Is digital health bad news for academic medicine?

Here’s an interesting piece about the emigration of medical students from top-tier West Coast medical schools and into digital health startups.

Bay Area-based medical students from Stanford and UCSF have among the very lowest rates of pursuing residency programs after graduation compared to the rest of the country. Stanford ranked 117th among 123 U.S. medical schools with just 65 percent of students going on to residencies in 2011…UCSF is 98th on the list, with 79 percent of its graduating students going on to residency…“We’ve seen that many of these Bay Area-based medical students are drawn to startup opportunities,” said Jeff Tangney, CEO of Doximity. “It used to be biotech, and now it’s more often digital health.”

This is tough news for medicine – both clinical and academic.

It will be tempting for some to de-trend these findings, questioning whether these emigrees should’ve ever entered medical school in the first place. Others might argue that these departures are actually good news for future patients.
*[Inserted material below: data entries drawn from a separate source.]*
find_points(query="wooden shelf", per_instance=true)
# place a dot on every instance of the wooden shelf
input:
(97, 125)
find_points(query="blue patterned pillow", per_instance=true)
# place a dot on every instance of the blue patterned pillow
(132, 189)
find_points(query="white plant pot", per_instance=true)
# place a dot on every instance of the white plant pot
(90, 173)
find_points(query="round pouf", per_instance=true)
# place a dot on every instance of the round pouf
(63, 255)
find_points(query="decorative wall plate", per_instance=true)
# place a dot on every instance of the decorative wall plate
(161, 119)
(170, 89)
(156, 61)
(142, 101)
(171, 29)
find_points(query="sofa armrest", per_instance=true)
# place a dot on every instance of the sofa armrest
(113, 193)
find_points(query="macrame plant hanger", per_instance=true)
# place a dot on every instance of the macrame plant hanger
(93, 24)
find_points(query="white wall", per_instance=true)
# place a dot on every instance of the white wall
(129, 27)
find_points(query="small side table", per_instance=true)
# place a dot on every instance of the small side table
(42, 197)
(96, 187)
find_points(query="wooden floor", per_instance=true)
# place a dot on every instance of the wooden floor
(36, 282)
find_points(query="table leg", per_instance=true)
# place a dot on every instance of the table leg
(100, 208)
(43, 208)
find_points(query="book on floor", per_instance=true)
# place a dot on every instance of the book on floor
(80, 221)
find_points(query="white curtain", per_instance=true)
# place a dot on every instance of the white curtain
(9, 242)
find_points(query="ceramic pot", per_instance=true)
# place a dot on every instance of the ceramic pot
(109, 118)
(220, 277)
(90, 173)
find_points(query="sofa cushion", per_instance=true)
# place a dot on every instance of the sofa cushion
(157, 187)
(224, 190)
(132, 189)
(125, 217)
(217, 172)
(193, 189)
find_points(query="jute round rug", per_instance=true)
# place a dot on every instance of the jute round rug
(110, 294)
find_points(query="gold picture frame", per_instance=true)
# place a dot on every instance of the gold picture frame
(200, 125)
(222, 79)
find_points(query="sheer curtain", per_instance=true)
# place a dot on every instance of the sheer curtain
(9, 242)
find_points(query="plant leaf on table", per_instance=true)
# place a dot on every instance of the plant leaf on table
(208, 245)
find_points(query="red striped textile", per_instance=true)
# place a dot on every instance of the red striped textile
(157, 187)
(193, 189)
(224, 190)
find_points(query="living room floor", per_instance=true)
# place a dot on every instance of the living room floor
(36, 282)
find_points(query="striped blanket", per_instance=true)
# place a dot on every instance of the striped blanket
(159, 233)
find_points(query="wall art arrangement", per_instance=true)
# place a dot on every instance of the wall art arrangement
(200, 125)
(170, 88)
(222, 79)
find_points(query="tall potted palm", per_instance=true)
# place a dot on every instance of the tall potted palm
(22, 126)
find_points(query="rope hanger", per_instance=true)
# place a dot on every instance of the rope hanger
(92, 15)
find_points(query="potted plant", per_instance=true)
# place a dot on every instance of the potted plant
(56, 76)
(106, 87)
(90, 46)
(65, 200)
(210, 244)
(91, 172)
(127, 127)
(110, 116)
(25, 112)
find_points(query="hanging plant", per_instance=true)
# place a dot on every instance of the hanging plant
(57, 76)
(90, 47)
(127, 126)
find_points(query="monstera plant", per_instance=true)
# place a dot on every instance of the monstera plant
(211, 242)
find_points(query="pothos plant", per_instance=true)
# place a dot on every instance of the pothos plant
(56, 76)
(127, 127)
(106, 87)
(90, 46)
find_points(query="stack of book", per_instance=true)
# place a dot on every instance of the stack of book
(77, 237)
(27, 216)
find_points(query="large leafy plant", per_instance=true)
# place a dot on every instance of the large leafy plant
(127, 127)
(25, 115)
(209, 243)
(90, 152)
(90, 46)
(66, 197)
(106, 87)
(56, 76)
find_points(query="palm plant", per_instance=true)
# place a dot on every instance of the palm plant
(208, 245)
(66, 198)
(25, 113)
But these perspectives miss the underlying trend.

It used to be the case that if you were interested in improving patient care and creating better, more efficient treatments, you went into academic medicine. If you found innovation more compelling than full days of patient care, you could find an academic position, secure a more limited clinical role, and start creating. Today, given funding restrictions, beauracracy, and the long [long] road to impact, the startup economy is a more attractive option.

In short, I wonder if people are running to digital health, or running away from academic medicine.

What do we need from digital health science?

Not another app. There I said it [again]. The market is crowded and science can’t (and shouldn’t) compete on design, updates, integrations, marketing, etc.

So what is there for a behavioral digital health scientist to do?

Answer the tricky, confounding, unanswerable questions that are constraining the growth and utility of digital health.

Like this.

Vanessa Friedman wrote great piece in the Times last week about breaking up with her Apple Watch (I’ll take it). Amidst her litany of concerns was this:

Likewise…the fitness-app aspect — the tracking of my steps, the measuring of my heart rate, the telling me to stand up when I am in the middle of an article — seems more like a burden than freedom…I have worked hard to wean myself from a reliance on exercise machines telling me how hard I had worked…because I knew I was cheating pretty much all the time anyway and thus could not trust the results, and in part because it became an excuse to modify, or not, my ensuing behavior…But the truth is, I know when I am in shape… The watch threatened to drag me back into a numbers-driven neurosis, and that’s a temptation I would rather not have.

Her comments are no surprise for anyone who’s helped a patient to change her behavior (especially the masses who aren’t interested in the quantified self approach). It’s dangerous to treat anecdotes as data, but I suspect her experience is widely shared. I’ve yet to meet a patient who was motivated by the reams of data that we scientists like to provide.

So, how do we fix this? That’s the question.